Het valt op: je vergeet het een en ander te vermelden (De Tijd, 25 september). Het is gewoon zo dat mensen die langdurig werkzoekende zijn, vaak geen werk vinden omdat er voor hen gewoonweg géén passende jobs beschikbaar zijn (wat deze regering ook mag beweren). Langdurig werklozen zijn vaak laaggeschoold en leven in armoede. Achter al deze cijfers zitten, zoals je ongetwijfeld weet, mensen, gezinnen, alleenstaanden met kinderen wiens kansen aanzienlijk verminderen op de arbeidsmarkt. Hun uitkering verlagen, zoals de regering wil, gaat hen absoluut niet helpen.

Zekerheid

Het draait allemaal om zekerheid. Dit concept is dé kerngedachte van wat we vandaag verstaan onder ‘sociale zekerheid’, een prachtig systeem dat na de Tweede Wereldoorlog werd afgesproken om mensen bij te staan wanneer het even tegenzit (door ziekte, werkloosheid, en dergelijke meer).

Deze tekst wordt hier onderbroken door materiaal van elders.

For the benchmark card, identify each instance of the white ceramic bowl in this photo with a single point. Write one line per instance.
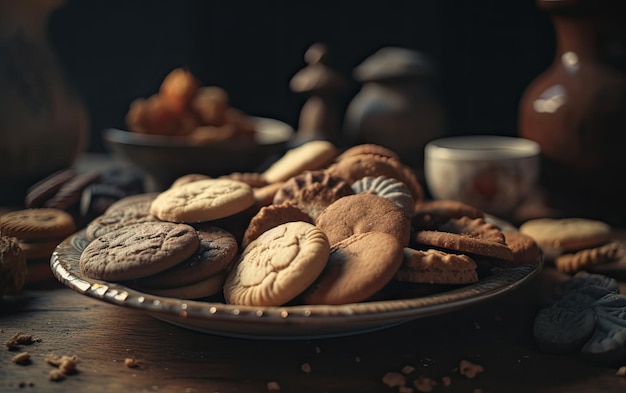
(493, 173)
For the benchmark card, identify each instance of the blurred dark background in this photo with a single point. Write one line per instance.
(486, 52)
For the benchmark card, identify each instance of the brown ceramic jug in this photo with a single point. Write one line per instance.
(576, 110)
(43, 122)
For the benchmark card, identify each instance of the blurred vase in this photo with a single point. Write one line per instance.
(43, 122)
(397, 105)
(576, 110)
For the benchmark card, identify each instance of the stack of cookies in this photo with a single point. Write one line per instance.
(575, 244)
(37, 232)
(319, 226)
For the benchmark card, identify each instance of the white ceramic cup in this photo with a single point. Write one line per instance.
(493, 173)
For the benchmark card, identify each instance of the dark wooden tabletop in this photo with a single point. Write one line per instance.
(497, 335)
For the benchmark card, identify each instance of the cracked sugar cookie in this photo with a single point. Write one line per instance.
(202, 200)
(278, 266)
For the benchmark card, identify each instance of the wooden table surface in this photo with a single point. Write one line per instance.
(496, 335)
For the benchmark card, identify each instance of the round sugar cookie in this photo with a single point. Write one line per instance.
(217, 250)
(203, 200)
(556, 236)
(360, 213)
(357, 268)
(37, 223)
(277, 266)
(309, 156)
(271, 216)
(138, 250)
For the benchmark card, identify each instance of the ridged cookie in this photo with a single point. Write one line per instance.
(278, 266)
(202, 200)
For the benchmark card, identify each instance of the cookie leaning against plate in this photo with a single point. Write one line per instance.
(357, 268)
(37, 223)
(217, 250)
(277, 266)
(203, 200)
(138, 250)
(556, 236)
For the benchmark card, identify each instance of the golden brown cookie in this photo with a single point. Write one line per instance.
(312, 191)
(310, 156)
(587, 258)
(358, 267)
(12, 266)
(429, 214)
(188, 178)
(368, 148)
(202, 200)
(272, 216)
(556, 236)
(436, 267)
(117, 218)
(277, 266)
(465, 235)
(524, 248)
(392, 189)
(361, 213)
(39, 223)
(218, 248)
(138, 250)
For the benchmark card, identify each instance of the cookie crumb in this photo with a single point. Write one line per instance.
(18, 339)
(469, 369)
(273, 385)
(408, 369)
(56, 375)
(131, 363)
(22, 358)
(393, 379)
(424, 384)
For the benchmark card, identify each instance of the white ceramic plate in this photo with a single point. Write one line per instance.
(289, 322)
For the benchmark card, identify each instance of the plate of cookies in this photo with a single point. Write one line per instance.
(322, 243)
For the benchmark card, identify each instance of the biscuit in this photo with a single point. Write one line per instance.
(358, 267)
(206, 287)
(37, 223)
(436, 267)
(587, 258)
(40, 192)
(467, 236)
(356, 167)
(203, 200)
(117, 218)
(13, 268)
(253, 179)
(138, 250)
(188, 178)
(361, 213)
(141, 201)
(392, 189)
(310, 156)
(312, 191)
(278, 266)
(368, 148)
(431, 213)
(272, 216)
(217, 250)
(556, 236)
(524, 248)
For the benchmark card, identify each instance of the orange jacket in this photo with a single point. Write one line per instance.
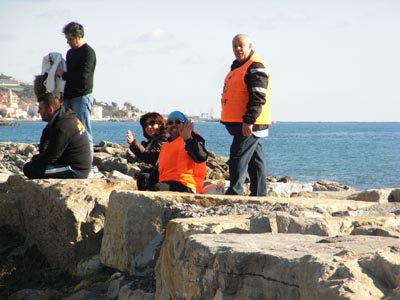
(235, 95)
(174, 164)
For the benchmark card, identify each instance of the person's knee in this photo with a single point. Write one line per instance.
(32, 170)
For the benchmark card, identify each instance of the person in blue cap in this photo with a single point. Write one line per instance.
(181, 164)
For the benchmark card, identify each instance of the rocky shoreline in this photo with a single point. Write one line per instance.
(116, 161)
(25, 273)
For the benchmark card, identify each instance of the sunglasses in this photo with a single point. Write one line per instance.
(150, 123)
(176, 122)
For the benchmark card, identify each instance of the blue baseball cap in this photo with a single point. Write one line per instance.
(177, 115)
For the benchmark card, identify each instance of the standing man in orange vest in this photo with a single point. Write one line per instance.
(246, 115)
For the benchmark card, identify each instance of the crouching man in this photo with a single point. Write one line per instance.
(64, 150)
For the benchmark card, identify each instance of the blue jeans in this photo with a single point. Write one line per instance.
(246, 155)
(82, 105)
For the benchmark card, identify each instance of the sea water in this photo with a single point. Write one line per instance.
(359, 154)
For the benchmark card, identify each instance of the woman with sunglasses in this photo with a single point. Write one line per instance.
(155, 131)
(182, 162)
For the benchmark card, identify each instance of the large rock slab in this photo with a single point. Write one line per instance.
(277, 266)
(64, 218)
(135, 218)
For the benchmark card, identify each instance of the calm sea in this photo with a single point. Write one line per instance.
(361, 155)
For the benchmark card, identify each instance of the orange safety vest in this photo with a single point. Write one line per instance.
(175, 164)
(235, 95)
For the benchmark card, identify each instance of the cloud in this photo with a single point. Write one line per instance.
(7, 37)
(156, 35)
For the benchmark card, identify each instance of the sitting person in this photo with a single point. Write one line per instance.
(182, 162)
(64, 150)
(155, 131)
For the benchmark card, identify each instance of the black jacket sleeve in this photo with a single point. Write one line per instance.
(196, 149)
(257, 82)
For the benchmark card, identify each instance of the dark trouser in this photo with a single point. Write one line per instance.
(247, 155)
(36, 170)
(143, 181)
(173, 186)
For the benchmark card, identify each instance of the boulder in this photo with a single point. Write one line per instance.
(275, 266)
(64, 218)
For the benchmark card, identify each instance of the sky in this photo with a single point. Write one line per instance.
(330, 60)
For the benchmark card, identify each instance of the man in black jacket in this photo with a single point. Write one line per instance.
(79, 77)
(64, 150)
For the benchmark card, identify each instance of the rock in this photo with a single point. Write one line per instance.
(276, 266)
(372, 195)
(64, 218)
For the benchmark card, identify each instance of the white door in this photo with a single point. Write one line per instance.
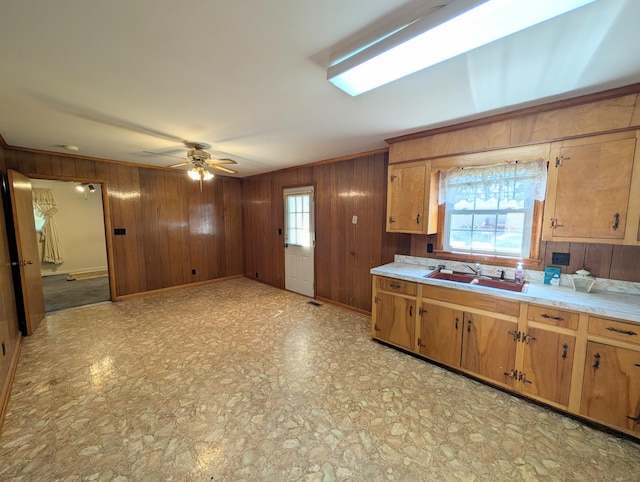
(299, 240)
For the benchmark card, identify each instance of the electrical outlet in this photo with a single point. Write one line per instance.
(560, 259)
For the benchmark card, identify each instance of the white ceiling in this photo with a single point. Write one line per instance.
(248, 77)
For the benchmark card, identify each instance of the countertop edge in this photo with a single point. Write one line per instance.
(625, 307)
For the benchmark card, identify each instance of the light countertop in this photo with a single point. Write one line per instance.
(623, 306)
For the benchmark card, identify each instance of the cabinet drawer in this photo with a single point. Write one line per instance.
(615, 329)
(397, 286)
(552, 316)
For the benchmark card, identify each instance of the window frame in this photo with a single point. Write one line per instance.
(536, 220)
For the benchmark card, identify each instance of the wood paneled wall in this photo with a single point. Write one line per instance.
(171, 227)
(602, 260)
(9, 329)
(344, 252)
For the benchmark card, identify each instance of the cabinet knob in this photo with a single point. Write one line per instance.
(596, 361)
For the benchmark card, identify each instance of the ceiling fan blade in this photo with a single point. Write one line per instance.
(180, 164)
(212, 162)
(223, 169)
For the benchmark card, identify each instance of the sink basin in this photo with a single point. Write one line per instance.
(468, 278)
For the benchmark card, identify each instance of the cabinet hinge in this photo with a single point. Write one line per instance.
(523, 378)
(512, 374)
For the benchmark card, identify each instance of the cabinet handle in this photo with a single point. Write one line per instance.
(622, 332)
(635, 419)
(554, 318)
(523, 378)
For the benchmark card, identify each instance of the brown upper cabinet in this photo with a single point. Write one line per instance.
(412, 202)
(593, 190)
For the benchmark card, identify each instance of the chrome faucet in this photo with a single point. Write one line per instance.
(477, 270)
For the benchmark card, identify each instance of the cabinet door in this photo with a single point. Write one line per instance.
(406, 190)
(395, 320)
(488, 347)
(440, 334)
(590, 190)
(548, 364)
(611, 386)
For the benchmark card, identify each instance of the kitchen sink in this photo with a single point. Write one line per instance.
(487, 281)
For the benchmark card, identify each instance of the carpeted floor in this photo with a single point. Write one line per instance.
(60, 294)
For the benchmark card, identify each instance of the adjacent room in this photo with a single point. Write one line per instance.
(284, 240)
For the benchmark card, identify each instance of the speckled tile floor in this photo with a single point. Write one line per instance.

Waarom prachtig? Omdat het voorkomt dat iemand, bovenop het loutere feit dat hij zijn werk verliest, ook nog eens financieel getorpedeerd wordt. Een vervangingsinkomen zorgt dat werknemers niet tot de bedelstaf worden veroordeeld.

Onze sociale zekerheid is georganiseerd volgens het verzekeringsprincipe: een grote groep draagt bij en een beperkte groep maakt er gebruik van. Net zoals bij een brandverzekeringen moet je je gelukkig prijzen dat je er tegenover je bijdrage geen tegemoetkoming staat, wat zoveel betekent als weinig of geen tegenslag.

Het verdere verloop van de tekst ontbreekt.